Third, while we did not carry out insecticide resistance bioassays, we genotyped a subsample of collected specimens for the locus L1014 of the sodium-gated voltage-channel gene - known to be one of the markers associated to pyrethroid resistance - to speculate on the possible role of insecticide resistance in contributing to high levels of transmission in the village by increasing survival of endophagic vectors entering in contact with the bednet. We found frequencies of the L1014F allele of 67% and 38% in An. coluzzii and An. arabiensis, respectively (without significant differences between indoor and outdoor collections), suggesting pyrethroids are selecting target site resistance in the study site. Notably, the deterrent effect of LLINs on partially resistant (either behaviourally or genetically) mosquitoes is known to diverge biting activity to unprotected hosts both indoors and outdoors [92–95].

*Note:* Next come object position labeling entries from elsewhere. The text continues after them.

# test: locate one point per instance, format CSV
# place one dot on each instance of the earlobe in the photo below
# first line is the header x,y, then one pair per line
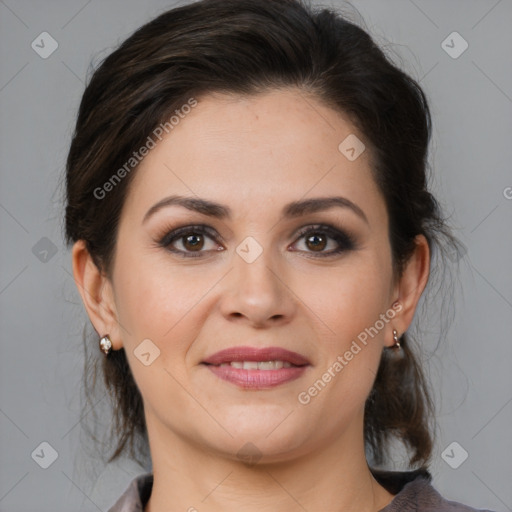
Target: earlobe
x,y
97,295
412,283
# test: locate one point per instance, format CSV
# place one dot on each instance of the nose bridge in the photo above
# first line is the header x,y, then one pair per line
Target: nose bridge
x,y
257,290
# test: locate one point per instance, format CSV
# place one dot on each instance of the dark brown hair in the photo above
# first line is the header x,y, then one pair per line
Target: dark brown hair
x,y
247,47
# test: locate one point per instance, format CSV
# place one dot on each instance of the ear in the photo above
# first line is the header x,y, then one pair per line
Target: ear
x,y
411,284
97,294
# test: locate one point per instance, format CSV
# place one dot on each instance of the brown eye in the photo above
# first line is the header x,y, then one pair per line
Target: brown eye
x,y
324,241
193,242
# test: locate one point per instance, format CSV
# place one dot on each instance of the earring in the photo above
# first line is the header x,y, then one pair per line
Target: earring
x,y
106,345
396,348
395,339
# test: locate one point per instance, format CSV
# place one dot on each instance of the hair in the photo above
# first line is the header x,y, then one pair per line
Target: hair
x,y
247,47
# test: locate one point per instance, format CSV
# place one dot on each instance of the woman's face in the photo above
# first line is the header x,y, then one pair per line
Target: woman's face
x,y
283,247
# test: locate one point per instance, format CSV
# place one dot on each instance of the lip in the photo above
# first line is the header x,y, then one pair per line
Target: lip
x,y
245,353
256,379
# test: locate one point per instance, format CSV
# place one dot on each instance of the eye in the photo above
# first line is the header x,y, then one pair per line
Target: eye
x,y
190,241
318,238
194,241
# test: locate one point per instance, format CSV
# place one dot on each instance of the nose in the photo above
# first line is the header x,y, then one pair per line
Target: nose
x,y
257,293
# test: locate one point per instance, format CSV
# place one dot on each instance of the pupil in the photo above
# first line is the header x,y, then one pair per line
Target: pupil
x,y
193,241
317,241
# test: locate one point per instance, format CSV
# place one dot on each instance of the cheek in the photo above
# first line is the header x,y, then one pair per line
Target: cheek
x,y
157,301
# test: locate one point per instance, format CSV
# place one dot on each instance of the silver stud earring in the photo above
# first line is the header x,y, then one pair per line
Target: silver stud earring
x,y
106,345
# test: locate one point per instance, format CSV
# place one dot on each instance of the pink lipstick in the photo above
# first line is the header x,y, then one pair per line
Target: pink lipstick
x,y
257,368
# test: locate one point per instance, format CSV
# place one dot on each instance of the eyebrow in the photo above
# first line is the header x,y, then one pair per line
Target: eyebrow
x,y
291,210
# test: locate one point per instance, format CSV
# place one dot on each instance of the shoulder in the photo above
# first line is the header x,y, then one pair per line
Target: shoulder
x,y
414,493
136,495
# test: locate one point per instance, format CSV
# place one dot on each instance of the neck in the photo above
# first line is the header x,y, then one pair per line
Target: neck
x,y
189,478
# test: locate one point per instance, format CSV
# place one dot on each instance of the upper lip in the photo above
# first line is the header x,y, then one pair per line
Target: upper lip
x,y
244,353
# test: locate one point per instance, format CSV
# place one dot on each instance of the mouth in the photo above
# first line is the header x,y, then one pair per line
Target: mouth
x,y
257,368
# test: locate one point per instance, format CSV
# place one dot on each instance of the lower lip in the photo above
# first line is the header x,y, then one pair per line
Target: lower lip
x,y
257,379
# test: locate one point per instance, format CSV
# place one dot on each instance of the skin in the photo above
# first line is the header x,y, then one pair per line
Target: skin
x,y
254,155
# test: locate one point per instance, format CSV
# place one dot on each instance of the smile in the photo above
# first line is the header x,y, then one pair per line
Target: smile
x,y
257,368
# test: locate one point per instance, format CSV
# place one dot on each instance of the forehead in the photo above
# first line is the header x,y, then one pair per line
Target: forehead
x,y
265,149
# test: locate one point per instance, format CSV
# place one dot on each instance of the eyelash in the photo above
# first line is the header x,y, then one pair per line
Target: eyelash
x,y
344,240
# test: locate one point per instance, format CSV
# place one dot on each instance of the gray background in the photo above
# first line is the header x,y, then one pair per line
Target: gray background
x,y
41,316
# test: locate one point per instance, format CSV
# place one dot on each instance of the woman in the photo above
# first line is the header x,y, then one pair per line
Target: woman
x,y
252,232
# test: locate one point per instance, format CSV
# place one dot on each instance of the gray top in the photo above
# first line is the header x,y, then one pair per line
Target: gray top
x,y
412,489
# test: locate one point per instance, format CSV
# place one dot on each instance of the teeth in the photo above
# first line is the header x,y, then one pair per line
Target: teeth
x,y
258,365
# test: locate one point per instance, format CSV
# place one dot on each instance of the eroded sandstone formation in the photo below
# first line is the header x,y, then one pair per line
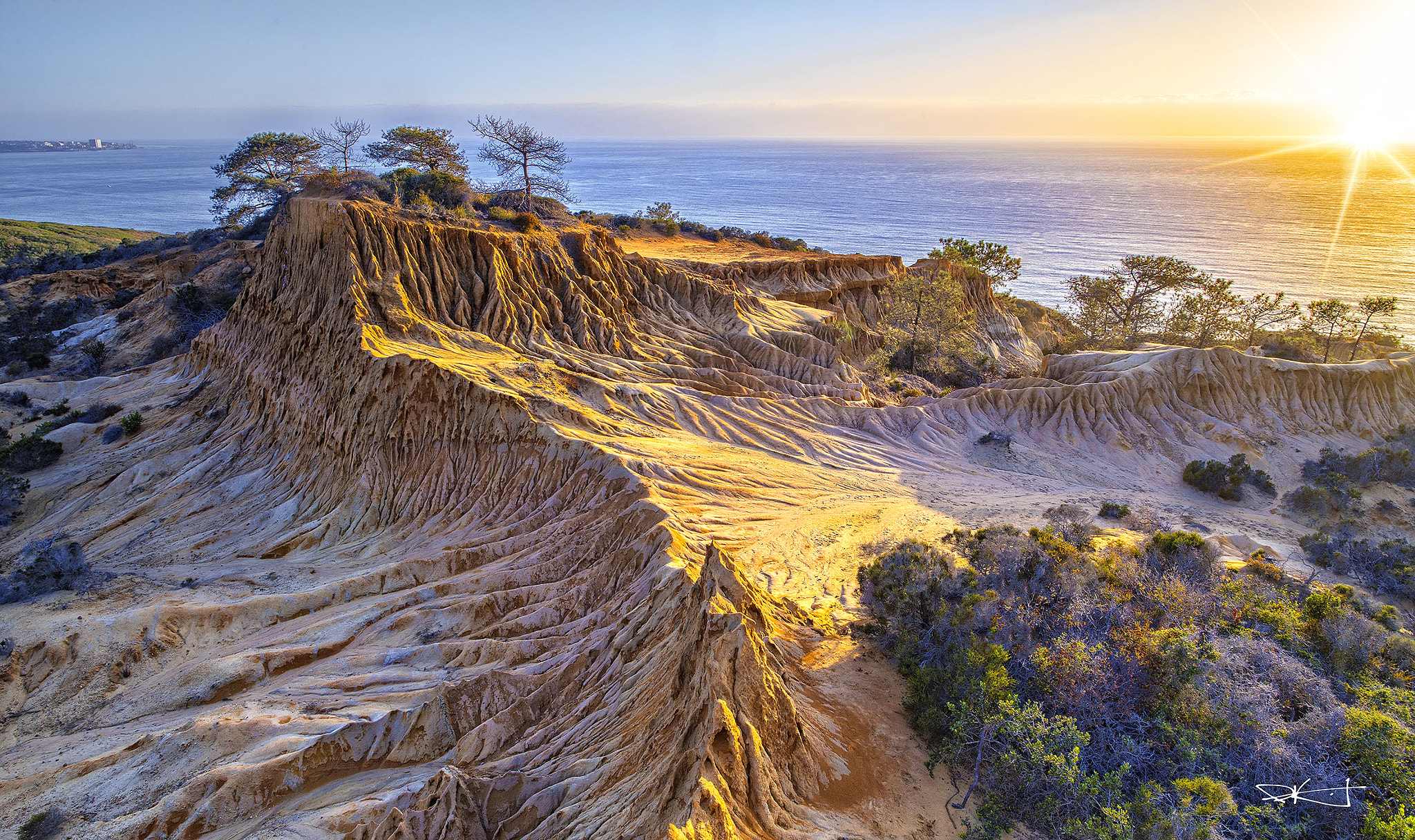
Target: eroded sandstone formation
x,y
450,532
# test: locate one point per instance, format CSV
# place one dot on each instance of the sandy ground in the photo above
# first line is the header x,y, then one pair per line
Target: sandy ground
x,y
654,245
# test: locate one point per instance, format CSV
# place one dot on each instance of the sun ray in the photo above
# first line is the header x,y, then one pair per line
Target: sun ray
x,y
1262,155
1358,158
1397,163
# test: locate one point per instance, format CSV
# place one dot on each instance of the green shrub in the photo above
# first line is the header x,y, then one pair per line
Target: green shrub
x,y
1114,511
132,423
28,453
41,825
1227,480
426,190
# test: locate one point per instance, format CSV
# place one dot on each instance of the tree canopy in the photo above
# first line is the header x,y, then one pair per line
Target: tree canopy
x,y
339,140
426,151
988,258
927,318
262,171
1370,307
1130,298
1331,317
524,159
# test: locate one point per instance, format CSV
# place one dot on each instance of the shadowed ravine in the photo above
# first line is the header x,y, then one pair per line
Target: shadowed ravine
x,y
486,536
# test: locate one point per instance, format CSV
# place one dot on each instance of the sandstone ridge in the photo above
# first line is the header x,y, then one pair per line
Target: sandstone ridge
x,y
449,532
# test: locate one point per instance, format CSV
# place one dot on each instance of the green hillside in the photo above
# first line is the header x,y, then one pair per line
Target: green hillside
x,y
32,239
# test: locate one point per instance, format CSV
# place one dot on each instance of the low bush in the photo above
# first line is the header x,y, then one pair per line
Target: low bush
x,y
44,566
1386,564
28,453
437,190
41,826
1105,692
132,423
1227,480
1114,511
197,309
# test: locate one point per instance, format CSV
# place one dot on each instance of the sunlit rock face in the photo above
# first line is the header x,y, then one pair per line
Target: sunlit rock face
x,y
453,532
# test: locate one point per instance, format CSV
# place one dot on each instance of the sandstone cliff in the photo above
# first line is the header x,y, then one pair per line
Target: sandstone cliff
x,y
450,532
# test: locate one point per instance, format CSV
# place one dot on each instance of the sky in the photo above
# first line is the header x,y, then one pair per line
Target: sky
x,y
819,68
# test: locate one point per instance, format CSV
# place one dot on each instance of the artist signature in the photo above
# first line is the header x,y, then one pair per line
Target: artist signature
x,y
1282,794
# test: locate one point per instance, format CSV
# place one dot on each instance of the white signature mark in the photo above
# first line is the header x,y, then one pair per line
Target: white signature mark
x,y
1300,794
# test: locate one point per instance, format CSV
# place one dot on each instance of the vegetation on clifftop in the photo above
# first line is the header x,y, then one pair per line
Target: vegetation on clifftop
x,y
1117,691
30,241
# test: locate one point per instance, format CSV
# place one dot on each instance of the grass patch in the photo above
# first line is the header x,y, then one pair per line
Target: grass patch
x,y
32,239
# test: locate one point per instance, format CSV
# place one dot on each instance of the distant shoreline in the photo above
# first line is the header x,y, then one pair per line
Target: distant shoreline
x,y
60,146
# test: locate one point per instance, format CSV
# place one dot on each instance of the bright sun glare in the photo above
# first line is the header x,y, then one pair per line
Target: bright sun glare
x,y
1371,95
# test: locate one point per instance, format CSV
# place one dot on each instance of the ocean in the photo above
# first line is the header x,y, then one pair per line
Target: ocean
x,y
1265,221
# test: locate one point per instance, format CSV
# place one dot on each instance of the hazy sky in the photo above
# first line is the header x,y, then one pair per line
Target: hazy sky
x,y
140,68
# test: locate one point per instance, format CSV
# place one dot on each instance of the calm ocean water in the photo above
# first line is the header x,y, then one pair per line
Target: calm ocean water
x,y
1065,207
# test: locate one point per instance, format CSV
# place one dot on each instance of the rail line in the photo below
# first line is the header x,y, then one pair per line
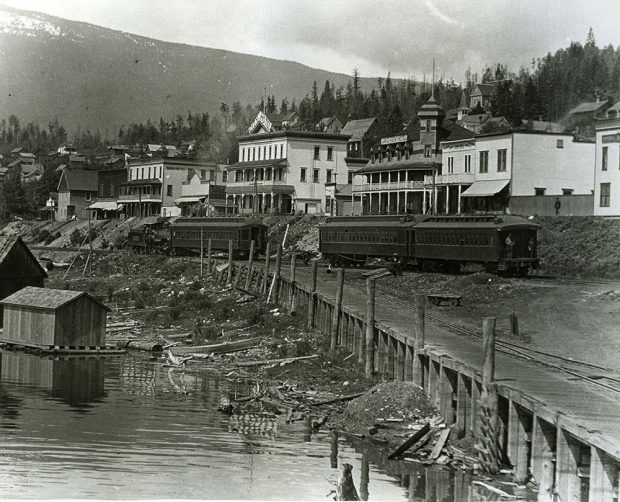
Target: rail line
x,y
521,352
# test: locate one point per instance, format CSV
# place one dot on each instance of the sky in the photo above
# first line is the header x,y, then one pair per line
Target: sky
x,y
375,36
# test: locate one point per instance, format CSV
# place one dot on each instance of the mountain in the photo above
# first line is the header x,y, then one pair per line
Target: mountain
x,y
97,78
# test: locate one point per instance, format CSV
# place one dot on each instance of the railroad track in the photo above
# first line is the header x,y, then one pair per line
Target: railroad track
x,y
581,370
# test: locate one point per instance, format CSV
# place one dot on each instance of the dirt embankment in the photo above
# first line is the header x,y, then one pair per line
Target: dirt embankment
x,y
580,246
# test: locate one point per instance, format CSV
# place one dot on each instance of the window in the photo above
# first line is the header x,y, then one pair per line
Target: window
x,y
484,162
605,190
501,160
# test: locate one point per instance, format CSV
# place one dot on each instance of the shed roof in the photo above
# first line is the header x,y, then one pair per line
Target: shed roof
x,y
44,298
358,128
7,242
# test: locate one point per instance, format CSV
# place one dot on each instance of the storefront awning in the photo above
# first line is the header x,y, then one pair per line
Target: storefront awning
x,y
485,188
104,205
187,200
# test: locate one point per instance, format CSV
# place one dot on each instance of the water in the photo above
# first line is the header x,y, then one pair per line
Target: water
x,y
121,428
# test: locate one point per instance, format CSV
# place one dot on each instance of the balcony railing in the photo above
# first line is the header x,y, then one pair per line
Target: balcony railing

Effectiveness of ITN/LLINs relies on anthropophilic - and therefore endophagic - behaviour of vector populations and susceptibility to insecticides used to impregnate the bednets. A limited number of studies showed that changes in vector biting behaviour, as well as shift in species dominance, following LLIN implementation can undermine the efficacy of such control measures (Additional File 2). A species shift was repeatedly shown in East Africa where, after LLIN introduction, the former most abundant highly anthropophilic vector, An. gambiae, has been outnumbered by the more generalist An. arabiensis, leading to an overall decrease in sporozoite rates [51–53,88,96–100]. To our knowledge, shifts in vector dominance after LLIN introduction has never been investigated in West and Central Africa (where An. coluzzii is also present), with the exception of Bioko island, where a progressive replacement of An. gambiae by An. coluzzii was observed as indoor control measures were applied . Our results do not show a shift in species composition following 5-year LLIN implementation in the study area in Burkina Faso where, even before bednet introduction, An. coluzzii and An. arabiensis were the main circulating vectors and An. gambiae was uncommon . Nevertheless, results suggest that LLINs have elicited a “behavioural resilience” (sensu Govella et al., ) in An. coluzzii, leading to the biting rhythms observed in the present study [72,75,84], as well as to a higher zoophagy, as detected in 2011 . Indeed, An. coluzzii is known to be characterized by high ecological plasticity in the exploitation of different habitats [103–109], as well as by an opportunistic host-seeking behaviour [16,69,110]. Overall, the ecological plasticity of the two main vectors maximises their capacity to reach the human host when not protected by bednets, consistent with the high biting and sporozoite rates observed in the study site.